United States protected area designation

The National Wildlife Refuge System is a system of protected areas of the United States managed by the United States Fish and Wildlife Service, an agency within the Department of the Interior. The National Wildlife Refuge System is the system of public lands and waters set aside to conserve America's fish, wildlife, and plants.

== Background ==
The mission of the refuge system is: "To administer a national network of lands and waters for the conservation, management, and where appropriate, restoration of fish, wildlife, and plant resources and their habitats within the United States for the benefit of the present and future generations of Americans". The system maintains the biological integrity, diversity, and environmental health of these natural resources and enables for associated public enjoyment of these areas where compatible with conservation efforts.

National Wildlife Refuges manage a range of habitat types, including wetlands, prairies, coastal and marine areas, and temperate, tundra, and boreal forests.
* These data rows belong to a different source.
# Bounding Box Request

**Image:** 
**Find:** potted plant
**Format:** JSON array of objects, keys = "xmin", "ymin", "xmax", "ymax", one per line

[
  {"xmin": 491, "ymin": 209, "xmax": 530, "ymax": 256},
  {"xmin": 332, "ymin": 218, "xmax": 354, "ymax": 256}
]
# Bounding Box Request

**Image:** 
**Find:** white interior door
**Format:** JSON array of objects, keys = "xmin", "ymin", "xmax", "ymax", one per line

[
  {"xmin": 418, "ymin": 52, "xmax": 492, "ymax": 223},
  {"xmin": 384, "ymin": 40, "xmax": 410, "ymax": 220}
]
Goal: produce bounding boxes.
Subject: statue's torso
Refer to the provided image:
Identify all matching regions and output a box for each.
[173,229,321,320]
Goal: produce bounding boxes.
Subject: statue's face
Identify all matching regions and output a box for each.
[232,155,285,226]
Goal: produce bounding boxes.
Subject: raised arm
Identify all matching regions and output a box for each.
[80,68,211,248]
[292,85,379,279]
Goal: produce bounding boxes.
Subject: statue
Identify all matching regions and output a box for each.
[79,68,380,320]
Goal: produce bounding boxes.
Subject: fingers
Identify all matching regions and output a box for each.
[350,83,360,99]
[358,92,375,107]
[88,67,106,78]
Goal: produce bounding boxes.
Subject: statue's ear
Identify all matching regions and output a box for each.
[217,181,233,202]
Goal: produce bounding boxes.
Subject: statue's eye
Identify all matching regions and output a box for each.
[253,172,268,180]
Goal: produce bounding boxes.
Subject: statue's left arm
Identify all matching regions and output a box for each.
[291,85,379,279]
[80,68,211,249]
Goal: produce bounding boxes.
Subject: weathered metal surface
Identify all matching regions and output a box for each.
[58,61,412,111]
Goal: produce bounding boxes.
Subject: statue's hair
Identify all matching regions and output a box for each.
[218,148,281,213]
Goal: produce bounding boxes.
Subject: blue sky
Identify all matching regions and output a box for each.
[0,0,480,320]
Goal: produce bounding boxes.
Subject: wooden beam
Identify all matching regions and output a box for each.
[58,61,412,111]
The management of each habitat is a complex process of controlling or eradicating invasive species, using fire in a prescribed manner, assuring adequate water resources, and assessing external threats such as development or contamination.

Hundreds of national refuges are home to some 700 species of birds, 220 species of mammals, 250 reptile and amphibian species, and more than 1000 species of fish. Endangered species are a priority of National Wildlife Refuges, with nearly 60 refuges having the primary purpose of conserving in aggregate 280 threatened or endangered species.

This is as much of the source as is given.